Sebab, kewenangan dalam memilih menteri adalah sepenuhnya hak prerogatif Presiden Jokowi.
Jokowi berhak memilih apakah akan meminta pertimbangan KPK atau tidak dalam memilih orang-orang yang akan membantunya di pemerintahan.
"Kalau Presiden merasa perlu, Presiden ajak bicara KPK. Kalau Presiden merasa apa yang ada dari pengetahuannya, ya sudah untuk apa tarik-tarik Presiden dalam urusan itu," kata Ngabalin saat dilansir dari Kompas.com, Senin (14/11/2019) malam.
"Itu kan urusan independen, hak prerogratif Presiden mengangkat dan memberhentikan menteri," katanya.
Ngabalin sendiri mengaku tidak tahu persis alasan yang membuat Presiden Jokowi kini tidak lagi melibatkan KPK dalam penelusuran dan penunjukan menteri untuk kebinetnya di periode kedua.
Saat menunjuk menteri di kabinet kerja periode 2014-2019, Presiden Jokowi melibatkan KPK untuk penelusuran rekam jejaknya.
Namun, Ngabalin meminta perbedaan metode Presiden dalam menjaring menteri di periode pertama dan kedua ini tidak dipersoalkan.
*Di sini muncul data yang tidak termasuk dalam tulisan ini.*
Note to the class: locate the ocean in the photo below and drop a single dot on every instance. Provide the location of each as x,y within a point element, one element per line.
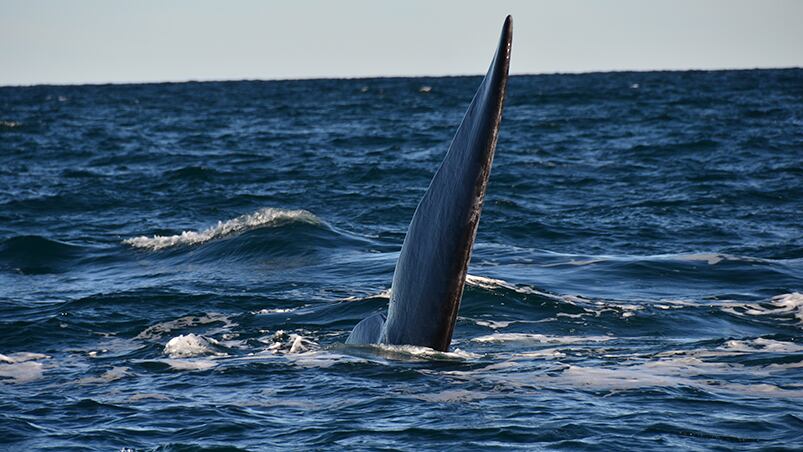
<point>181,263</point>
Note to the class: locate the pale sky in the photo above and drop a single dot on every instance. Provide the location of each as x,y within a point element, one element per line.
<point>97,41</point>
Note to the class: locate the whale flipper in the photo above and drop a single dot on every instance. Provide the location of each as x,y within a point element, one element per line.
<point>431,270</point>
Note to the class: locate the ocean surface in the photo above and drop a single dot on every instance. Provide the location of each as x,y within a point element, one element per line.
<point>180,265</point>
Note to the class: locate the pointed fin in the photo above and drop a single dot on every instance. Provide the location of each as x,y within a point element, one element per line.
<point>431,270</point>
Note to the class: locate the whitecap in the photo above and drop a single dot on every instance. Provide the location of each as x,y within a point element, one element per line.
<point>267,217</point>
<point>22,367</point>
<point>158,330</point>
<point>540,338</point>
<point>189,345</point>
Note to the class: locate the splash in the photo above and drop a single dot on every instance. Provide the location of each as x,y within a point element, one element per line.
<point>267,217</point>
"Ya itulah kewenangan Presiden. Enggak usah baper lagi dalam urusan yang begitu, enggak usah gede rasa, enggak usah GR lah," kata politisi Partai Golkar ini.(*)
Harapan KPK
Wakil Ketua KPK Laode M Syarif angkat suara terkait pihaknya tidak diikutsertakan dalam pemilihan menteri dalam kabinet pemerintahan Presiden Joko Widodo periode 2019-2024.
Laode menyebut pemilihan nama menteri merupakan hak prerogatif presiden. Oleh karena itu, KPK tak memaksa agar dilibatkan dalam proses pemilihan nama menteri.
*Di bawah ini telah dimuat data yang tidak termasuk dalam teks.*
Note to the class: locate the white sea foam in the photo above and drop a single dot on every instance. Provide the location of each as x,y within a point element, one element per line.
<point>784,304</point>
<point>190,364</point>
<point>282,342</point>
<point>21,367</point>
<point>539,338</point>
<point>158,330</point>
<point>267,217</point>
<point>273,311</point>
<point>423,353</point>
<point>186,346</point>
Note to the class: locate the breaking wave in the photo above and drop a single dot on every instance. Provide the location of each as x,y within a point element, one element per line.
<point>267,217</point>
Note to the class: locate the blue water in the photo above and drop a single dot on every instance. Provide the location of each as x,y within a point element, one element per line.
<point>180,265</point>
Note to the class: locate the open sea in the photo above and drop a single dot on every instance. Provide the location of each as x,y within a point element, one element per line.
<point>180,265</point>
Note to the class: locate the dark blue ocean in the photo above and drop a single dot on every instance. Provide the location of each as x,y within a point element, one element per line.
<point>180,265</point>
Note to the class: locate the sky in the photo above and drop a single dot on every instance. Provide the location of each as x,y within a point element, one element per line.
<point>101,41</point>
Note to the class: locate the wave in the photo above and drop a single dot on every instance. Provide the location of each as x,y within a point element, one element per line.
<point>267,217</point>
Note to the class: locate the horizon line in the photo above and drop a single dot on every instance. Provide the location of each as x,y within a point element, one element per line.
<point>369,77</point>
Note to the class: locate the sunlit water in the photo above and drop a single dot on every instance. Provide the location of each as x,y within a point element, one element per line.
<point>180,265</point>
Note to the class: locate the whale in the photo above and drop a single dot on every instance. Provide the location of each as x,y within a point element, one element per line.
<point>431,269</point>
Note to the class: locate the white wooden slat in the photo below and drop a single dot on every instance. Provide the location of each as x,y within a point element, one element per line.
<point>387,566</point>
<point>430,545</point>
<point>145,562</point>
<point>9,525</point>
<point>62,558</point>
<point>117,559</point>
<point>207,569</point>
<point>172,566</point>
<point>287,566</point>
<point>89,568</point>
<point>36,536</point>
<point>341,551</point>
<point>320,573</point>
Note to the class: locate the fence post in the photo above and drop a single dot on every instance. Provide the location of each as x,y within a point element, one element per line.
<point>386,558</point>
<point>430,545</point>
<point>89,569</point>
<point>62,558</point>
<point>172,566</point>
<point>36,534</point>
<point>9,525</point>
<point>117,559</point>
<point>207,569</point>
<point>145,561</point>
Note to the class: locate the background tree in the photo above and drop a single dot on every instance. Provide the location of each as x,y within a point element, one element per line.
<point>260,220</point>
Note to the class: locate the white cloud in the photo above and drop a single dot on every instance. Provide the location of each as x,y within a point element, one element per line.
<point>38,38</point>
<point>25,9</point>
Dia pun meyakini bahwa Jokowi dapat memilih nama yang benar-benar cakap dan beintegritas untuk duduk di kursi menteri.
"Itu hak prerogatif Presiden. Kita berharap bahwa beliau cukup paham untuk mengetahui mana calon menteri yang mempunyai rekam jejak yang baik atau tidak," kata Laode di Gedung KPK, Jakarta, Senin (14/10/2019).
Hanya saja, Laode berharap nama-nama yang dipilih Jokowi untuk di kursi kabinet nanti merupakan sosok yang berintegritas.
"Kita tidak diikutkan tetapi kita berharap bahwa yang ditunjuk oleh presiden adalah orang-orang yang mempunyai track record yang bagus, dari segi integritas tidak tercela," ujarnya.
Diberitakan sebelumnya, Presiden Jokowi mengaku susunan kabinet jilid II saat ini sudah rampung. Susunan kabinet akan diumumkan segera setelah ia dan Ma'ruf Amin dilantik sebagai Presiden dan Wakil Presiden 2019-2024.
Kendati kabinet sudah selesai disusun, menurut Jokowi, tidak tertutup kemungkinan akan ada beberapa perubahan sampai hari pengumuman nanti.
"Mungkin ada beberapa pertimbangan masih bisa," kata Jokowi.
Proses penyusunan kali ini agak berbeda dengan penyusunan kabinet periode sebelumnya. Pada periode 2014-2019, KPK dilibatkan dalam penyusunan kabinet dengan menelusuri rekam jejak nama-nama calon menteri.